On the Sources of the Inflationary Bias
Columbia University Econ Dept Discussion Paper No. 9798-12
19 Pages Posted: 27 Dec 1998
Date Written: February 1998
Abstract
Why do dynamic inconsistencies in monetary policy exist? In this paper we present a traditional model with output inefficiencies, but we allow for monetary policy to be influenced by the various constituencies in the economy, that pressure the Congress to in turn pressure the central bank to adopt a particular policy stance. We show that in this economy an inflationary-bias arises due to the lobbying pressures of outsiders. Furthermore, we show that if lobbying pressures are high enough, an inflationary-bias cannot be avoided for any finite level of central bank independence. We also show that introducing the realistic feature of lobbying pressures has an impact on the stabilization properties of monetary policy.
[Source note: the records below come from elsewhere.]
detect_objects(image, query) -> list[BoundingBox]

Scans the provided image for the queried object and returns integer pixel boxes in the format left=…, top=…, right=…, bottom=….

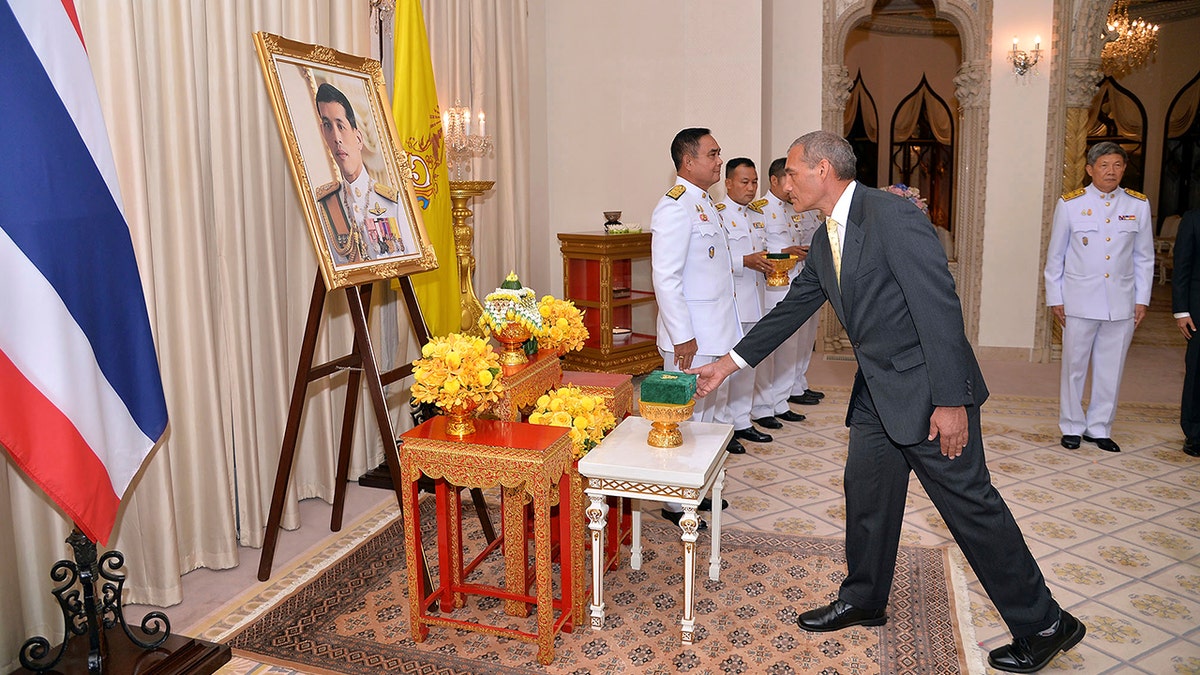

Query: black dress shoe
left=988, top=610, right=1087, bottom=673
left=1084, top=434, right=1121, bottom=453
left=733, top=426, right=775, bottom=443
left=787, top=392, right=821, bottom=406
left=796, top=599, right=888, bottom=633
left=775, top=403, right=808, bottom=422
left=662, top=509, right=708, bottom=530
left=750, top=411, right=791, bottom=429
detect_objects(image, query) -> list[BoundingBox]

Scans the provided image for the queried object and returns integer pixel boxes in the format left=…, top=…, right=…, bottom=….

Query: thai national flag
left=0, top=0, right=167, bottom=544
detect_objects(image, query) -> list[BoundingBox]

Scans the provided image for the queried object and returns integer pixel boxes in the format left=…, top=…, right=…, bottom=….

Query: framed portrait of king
left=254, top=32, right=438, bottom=291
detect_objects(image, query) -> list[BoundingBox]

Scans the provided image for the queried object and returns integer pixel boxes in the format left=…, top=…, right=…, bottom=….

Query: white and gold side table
left=578, top=417, right=733, bottom=644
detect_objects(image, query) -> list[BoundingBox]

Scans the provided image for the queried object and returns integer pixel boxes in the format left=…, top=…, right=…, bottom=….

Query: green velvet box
left=640, top=370, right=696, bottom=405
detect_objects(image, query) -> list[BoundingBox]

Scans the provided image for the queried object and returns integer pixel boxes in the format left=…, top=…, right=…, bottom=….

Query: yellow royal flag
left=391, top=0, right=461, bottom=335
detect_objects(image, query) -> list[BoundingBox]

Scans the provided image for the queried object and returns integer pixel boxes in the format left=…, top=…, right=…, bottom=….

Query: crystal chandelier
left=1100, top=0, right=1158, bottom=77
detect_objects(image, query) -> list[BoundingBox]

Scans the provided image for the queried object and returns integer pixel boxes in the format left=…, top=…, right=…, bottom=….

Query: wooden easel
left=258, top=270, right=430, bottom=581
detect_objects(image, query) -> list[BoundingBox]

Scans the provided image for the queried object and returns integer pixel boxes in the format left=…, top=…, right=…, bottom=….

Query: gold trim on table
left=479, top=352, right=563, bottom=422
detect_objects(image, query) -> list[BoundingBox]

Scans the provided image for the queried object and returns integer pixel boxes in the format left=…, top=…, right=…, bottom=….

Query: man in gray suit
left=1171, top=209, right=1200, bottom=458
left=692, top=131, right=1086, bottom=673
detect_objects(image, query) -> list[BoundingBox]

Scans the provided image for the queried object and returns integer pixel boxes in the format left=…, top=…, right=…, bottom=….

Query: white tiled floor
left=168, top=347, right=1200, bottom=675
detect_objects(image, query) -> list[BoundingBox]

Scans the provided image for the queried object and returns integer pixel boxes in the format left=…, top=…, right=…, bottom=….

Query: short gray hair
left=788, top=131, right=858, bottom=180
left=1087, top=141, right=1129, bottom=166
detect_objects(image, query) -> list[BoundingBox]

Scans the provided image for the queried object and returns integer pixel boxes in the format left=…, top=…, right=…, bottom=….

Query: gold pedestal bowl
left=637, top=399, right=696, bottom=448
left=767, top=253, right=800, bottom=286
left=496, top=321, right=530, bottom=372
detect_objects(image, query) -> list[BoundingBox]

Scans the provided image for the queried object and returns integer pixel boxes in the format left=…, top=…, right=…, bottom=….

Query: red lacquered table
left=400, top=417, right=583, bottom=664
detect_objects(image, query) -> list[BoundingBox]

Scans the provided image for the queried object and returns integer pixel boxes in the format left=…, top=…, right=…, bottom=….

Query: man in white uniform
left=650, top=129, right=745, bottom=528
left=1045, top=142, right=1154, bottom=453
left=716, top=157, right=773, bottom=443
left=750, top=157, right=816, bottom=429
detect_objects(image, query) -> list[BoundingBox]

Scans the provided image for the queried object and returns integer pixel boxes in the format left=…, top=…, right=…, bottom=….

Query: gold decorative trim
left=480, top=353, right=563, bottom=422
left=588, top=478, right=700, bottom=500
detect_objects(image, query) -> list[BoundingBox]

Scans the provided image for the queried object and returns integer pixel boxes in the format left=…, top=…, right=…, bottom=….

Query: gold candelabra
left=450, top=180, right=496, bottom=338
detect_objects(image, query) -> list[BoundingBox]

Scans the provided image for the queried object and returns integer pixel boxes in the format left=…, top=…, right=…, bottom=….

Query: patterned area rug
left=209, top=504, right=982, bottom=675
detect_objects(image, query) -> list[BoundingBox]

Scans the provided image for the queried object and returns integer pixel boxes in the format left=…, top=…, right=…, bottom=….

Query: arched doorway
left=818, top=0, right=992, bottom=351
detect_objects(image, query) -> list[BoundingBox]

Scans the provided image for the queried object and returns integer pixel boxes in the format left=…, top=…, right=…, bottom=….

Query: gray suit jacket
left=1171, top=209, right=1200, bottom=317
left=734, top=185, right=988, bottom=446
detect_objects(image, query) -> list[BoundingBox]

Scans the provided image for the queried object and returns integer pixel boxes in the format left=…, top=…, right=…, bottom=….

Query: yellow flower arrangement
left=529, top=386, right=617, bottom=459
left=538, top=295, right=588, bottom=354
left=413, top=333, right=504, bottom=411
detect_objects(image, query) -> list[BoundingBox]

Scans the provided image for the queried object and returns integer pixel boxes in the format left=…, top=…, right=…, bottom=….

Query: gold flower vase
left=767, top=253, right=799, bottom=286
left=637, top=399, right=696, bottom=448
left=494, top=321, right=530, bottom=369
left=442, top=401, right=476, bottom=438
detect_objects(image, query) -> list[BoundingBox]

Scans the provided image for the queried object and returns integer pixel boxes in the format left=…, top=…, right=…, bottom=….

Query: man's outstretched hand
left=684, top=354, right=738, bottom=398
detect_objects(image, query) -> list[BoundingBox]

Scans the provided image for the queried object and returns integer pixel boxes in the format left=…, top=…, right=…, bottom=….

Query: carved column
left=950, top=59, right=991, bottom=344
left=1062, top=59, right=1104, bottom=192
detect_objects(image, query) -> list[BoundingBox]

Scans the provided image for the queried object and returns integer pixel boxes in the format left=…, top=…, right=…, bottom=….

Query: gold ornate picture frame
left=254, top=32, right=438, bottom=291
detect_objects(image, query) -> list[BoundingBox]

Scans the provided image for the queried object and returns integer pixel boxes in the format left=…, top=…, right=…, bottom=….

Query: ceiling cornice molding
left=854, top=14, right=960, bottom=37
left=1129, top=0, right=1200, bottom=24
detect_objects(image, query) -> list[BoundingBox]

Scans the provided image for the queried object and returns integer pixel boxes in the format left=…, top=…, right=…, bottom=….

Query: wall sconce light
left=1008, top=35, right=1042, bottom=76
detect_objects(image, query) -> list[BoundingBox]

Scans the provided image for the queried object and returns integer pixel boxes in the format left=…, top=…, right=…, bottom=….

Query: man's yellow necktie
left=826, top=217, right=841, bottom=286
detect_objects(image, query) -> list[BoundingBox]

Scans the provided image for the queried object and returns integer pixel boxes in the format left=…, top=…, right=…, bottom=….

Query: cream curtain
left=1087, top=79, right=1142, bottom=141
left=892, top=82, right=954, bottom=145
left=0, top=0, right=417, bottom=671
left=1166, top=80, right=1200, bottom=138
left=842, top=79, right=880, bottom=143
left=424, top=0, right=532, bottom=297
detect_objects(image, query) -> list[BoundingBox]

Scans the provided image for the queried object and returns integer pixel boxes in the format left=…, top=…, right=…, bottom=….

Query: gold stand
left=450, top=180, right=496, bottom=338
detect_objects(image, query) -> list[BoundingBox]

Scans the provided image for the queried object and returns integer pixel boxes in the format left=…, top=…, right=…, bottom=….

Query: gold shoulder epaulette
left=376, top=183, right=400, bottom=202
left=317, top=180, right=342, bottom=199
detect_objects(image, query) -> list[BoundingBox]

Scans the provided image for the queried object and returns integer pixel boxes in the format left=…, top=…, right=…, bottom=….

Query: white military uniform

When a supply shock occurs, the shock is totally absorbed by a forward-looking trade-union which has no costs of lobbying, independently of any finite degree of conservativeness and independence of the central banker, who has to accept an extreme increase in price instability. We show that monetary policy delegation is therefore sub-optimal in achieving price-stability compared to labor-market reforms meant to remove monopsonistic elements. However, the same structural policies will induce greater output instability by strengthening the power of conservative central bankers.